Operating under the federal government’s Pooled Development Fund (PDF), the company is working with nanomaterial scientists for the manufacturing division at the Commonwealth Scientific and Industrial Research Organisation (CSIRO).
After confirming the production of a large-scale batch – 400 times the volume of previous batches – CSIRO has agreed to continue development on the project.
Nanocube Memory Ink was invented at the University of New South Wales (UNSW) by a team led by Professor Sean Li from the school of Materials Science and Engineering.
The versatile ink contains billions of nanoscale cerium oxide cubes that can be printed or coated onto both silicon and non-silicon surfaces such as glass or plastic.
The commercial goal is to bring memory and sensing to devices and surfaces with different shapes and new flexible forms that are not currently possible with rigid silicon-based technologies.
Previously, the volume of ink produced in batches at UNSW was made for prototype production.

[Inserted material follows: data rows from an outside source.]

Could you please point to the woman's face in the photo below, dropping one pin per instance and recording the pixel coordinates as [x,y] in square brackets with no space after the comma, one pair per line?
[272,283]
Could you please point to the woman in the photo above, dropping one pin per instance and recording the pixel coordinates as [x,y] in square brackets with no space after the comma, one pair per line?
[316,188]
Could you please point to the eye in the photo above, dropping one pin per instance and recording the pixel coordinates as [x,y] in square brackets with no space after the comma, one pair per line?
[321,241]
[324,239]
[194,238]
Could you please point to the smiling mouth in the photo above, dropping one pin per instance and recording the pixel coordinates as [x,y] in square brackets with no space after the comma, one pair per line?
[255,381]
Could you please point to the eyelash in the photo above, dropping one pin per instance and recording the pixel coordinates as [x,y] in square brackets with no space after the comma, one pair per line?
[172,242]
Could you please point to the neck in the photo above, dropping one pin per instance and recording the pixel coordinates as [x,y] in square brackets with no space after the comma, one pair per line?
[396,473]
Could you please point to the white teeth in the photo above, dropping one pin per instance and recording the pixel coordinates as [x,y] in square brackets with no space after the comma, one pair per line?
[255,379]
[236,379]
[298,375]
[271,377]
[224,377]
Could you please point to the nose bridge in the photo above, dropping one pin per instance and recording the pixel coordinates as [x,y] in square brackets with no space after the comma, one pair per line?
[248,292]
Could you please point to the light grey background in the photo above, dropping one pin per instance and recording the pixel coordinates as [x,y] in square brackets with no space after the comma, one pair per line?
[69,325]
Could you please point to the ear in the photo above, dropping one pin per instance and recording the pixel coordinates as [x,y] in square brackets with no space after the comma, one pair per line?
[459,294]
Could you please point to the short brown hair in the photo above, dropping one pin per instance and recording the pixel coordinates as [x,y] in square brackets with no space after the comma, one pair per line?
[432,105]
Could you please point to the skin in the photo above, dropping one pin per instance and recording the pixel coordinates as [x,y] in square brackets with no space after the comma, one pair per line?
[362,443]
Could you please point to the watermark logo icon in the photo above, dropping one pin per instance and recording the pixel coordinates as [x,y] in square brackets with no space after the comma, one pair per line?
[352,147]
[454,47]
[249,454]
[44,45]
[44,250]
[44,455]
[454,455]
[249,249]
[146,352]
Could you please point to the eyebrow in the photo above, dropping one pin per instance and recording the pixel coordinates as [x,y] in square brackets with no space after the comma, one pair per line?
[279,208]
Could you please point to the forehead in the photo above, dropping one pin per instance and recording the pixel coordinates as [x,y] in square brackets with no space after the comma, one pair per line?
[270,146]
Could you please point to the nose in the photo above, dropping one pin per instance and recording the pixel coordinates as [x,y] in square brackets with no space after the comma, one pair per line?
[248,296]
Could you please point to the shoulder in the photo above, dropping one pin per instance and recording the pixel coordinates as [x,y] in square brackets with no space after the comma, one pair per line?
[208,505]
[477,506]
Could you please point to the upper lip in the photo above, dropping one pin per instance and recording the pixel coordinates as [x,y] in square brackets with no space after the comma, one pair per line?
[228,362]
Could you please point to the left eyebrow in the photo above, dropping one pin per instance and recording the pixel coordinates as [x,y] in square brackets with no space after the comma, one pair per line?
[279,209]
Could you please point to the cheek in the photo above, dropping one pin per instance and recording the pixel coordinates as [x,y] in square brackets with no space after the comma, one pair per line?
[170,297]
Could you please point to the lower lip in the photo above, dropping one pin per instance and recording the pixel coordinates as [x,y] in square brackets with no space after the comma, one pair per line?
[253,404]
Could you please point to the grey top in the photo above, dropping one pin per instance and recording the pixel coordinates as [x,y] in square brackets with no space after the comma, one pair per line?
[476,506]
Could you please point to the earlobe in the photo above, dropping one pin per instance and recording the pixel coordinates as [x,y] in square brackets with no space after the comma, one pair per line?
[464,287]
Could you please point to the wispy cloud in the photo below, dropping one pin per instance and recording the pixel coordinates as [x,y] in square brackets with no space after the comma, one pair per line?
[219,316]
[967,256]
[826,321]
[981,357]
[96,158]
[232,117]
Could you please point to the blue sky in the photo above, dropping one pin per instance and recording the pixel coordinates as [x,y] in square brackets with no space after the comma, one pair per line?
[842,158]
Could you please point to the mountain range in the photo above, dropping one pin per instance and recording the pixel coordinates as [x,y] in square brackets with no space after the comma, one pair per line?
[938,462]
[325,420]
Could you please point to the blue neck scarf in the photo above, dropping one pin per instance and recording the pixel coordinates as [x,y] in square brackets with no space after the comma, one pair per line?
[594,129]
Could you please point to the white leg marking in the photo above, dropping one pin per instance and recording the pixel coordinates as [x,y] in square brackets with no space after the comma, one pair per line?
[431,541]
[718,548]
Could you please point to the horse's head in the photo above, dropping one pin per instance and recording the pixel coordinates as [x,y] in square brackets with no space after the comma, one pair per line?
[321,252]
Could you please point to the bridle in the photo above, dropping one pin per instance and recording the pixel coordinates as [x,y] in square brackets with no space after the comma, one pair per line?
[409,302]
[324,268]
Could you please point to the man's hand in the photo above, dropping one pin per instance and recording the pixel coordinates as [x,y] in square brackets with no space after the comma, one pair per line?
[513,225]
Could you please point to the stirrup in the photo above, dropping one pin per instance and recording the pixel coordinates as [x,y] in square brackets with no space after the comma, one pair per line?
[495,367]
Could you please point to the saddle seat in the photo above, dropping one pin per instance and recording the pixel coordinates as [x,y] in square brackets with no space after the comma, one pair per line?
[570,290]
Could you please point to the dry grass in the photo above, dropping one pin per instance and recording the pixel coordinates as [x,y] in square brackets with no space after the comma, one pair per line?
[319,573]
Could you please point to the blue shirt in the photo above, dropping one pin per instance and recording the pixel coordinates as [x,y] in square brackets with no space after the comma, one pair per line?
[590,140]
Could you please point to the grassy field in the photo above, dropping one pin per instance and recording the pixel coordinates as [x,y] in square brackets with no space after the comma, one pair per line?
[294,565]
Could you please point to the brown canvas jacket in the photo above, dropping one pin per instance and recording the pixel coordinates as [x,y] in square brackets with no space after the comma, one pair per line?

Subsequently, Strategic Elements approached CSIRO to develop a methodof creating batches of the nanocube ink on a much larger scale.
Due to recent results, a new program with the VTT Technical Research Centre, in Finland, will analyse and optimise memory ink film thickness and device operation and performance.
In addition, the VTT team will test standard industry electrode architecture and configurations, while Li at UNSW has recently acquired advanced printing and slot die coating equipment.
“We are very pleased with the outcome of the first stage of work with CSIRO,” said Strategic Elements managing director Charles Murphy.
“The company is very fortunate to be working with world-class organisations such as CSIRO, VTT and UNSW and we will continue to build on these results in the next stage of work.”